Netizen, il mondo delle web tv L’identità e il racconto della vita quotidiana

Sono piccole ma determinate. Sono le 590 web tv italiane censite dal rapporto Netizen, una ricerca condotta dall’osservatorio Altratv.tv. Giunta alla sua settima edizione, la ricerca mostra rispetto agli anni passati una maggiore imprenditorialità. Per le web tv sembrano essere finiti i tempi pionieristici per fare spazio alla ricerca del profitto, ma senza l’intervento delle pubbliche amministrazioni. Lo conferma Veronica Fermani, curatrice del rapporto: «Lo studio, nel suo complesso, mostra una professionalizzazione nella ricerca dei fondi, nella stabilità delle redazioni e nell’uso di apparecchiature più professionali» spiega.

Le micro web tv, dunque, smettono di essere degli esperimenti legati al mondo della comunicazione e provano a mettersi in gioco anche dal punto di vista economico. Questa tendenza è anche confermata dalle caratteristiche delle redazioni: «L’età media è piuttosto elevata – dichiara Fermani – si tratta di persone già in età lavorativa, che cercano di trarre un guadagno stabile da queste attività».

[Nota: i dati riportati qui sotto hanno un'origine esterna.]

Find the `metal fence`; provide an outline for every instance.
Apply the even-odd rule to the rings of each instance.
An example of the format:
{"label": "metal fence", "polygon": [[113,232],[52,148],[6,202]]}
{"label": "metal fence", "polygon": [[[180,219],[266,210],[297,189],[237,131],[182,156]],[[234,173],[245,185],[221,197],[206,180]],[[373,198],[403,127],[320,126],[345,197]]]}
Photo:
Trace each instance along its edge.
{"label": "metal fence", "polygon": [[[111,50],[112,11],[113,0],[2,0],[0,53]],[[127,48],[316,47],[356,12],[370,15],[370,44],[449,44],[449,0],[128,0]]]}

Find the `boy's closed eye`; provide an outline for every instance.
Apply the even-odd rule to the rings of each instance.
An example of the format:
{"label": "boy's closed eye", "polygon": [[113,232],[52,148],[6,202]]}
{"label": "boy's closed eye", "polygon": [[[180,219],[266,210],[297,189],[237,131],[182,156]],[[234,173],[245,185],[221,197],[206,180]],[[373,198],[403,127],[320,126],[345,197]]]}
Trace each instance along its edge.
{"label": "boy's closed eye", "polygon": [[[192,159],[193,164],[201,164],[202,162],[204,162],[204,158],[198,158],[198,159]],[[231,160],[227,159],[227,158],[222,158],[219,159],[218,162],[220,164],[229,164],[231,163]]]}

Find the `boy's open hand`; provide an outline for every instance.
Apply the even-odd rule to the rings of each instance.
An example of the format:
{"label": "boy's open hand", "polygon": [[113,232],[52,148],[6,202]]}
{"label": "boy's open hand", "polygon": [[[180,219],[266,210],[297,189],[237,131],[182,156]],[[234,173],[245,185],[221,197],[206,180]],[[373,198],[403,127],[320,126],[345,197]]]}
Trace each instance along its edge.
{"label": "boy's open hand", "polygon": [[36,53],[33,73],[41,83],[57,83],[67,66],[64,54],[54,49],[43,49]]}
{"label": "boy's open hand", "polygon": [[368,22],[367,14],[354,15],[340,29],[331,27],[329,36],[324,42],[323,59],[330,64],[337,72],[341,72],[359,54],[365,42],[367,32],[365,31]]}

Il guadagno non giunge, però, grazie al sostegno delle pubbliche amministrazioni: «È aumentata la percentuale di collaborazioni e, salvo qualche caso, non ci sono episodi di boicottaggio dell’attività – spiega la ricercatrice –. Ci sono anche casi reale cooperazione, come nel caso di Pnbox, emittente di Pordenone finanziata dall’amministrazione comunale, che dedica ampio spazio a tutti gli schieramenti politici senza fare distinzioni. Ma – conclude – si tratta di eccezioni. Sono in crescita i fondi alternativi a quelli pubblici».

Nonostante tutto, però, la vita di queste piccole realtà è sempre a rischio. Già a cominciare dal target: «Possiamo dividere tra due tipi: i canali tematici sono quelli che sopravvivono più facilmente, mentre i canali territoriali fanno riferimento a piccole comunità e quindi hanno maggiori difficoltà».

Ma anche quando ci si rivolge ad un piccolo pubblico, emergono delle storie interessanti: «Come quella di Emilio, un pastore sardo che messo online un sito, Sardiniafarm – racconta Veronica Fermani –. Quotidianamente pubblica il diario del pastore e in questa maniera è riuscito a contrastare la crisi del suo settore, aprendo al commercio online e ad altre attività correlate; inoltre è diventato un esempio per gli allevatori della zona che lo hanno imitato».

Secondo la ricercatrice, una speranza che queste piccole televisioni, possano espandersi c’è: «Queste micro realtà nascono nel momento in cui le televisioni locali non riescono a dare voce alle esigenze di tutti. Ci sono delle zone completamente ignorate, sia dalle emittenti private che dalle redazioni regionali della Rai» spiega. Piccoli paesi di provincia, ma non solo: «Altre zone, come ad esempio Saronno, sono inglobate all’interno delle grandi città, ma in realtà sentono di avere una propria identità».

Dunque l’esigenza primaria di queste realtà è la riscoperta dell’identità attraverso il racconto della realtà di ogni giorno. Una speranza per la loro diffusione sempre più capillare, secondo Fermani c’è: «La televisione non è ancora accessibile a queste realtà, ma viviamo in un periodo di grande convergenza e in futuro potrebbero esserci delle collaborazioni sempre maggiori con le televisioni locali».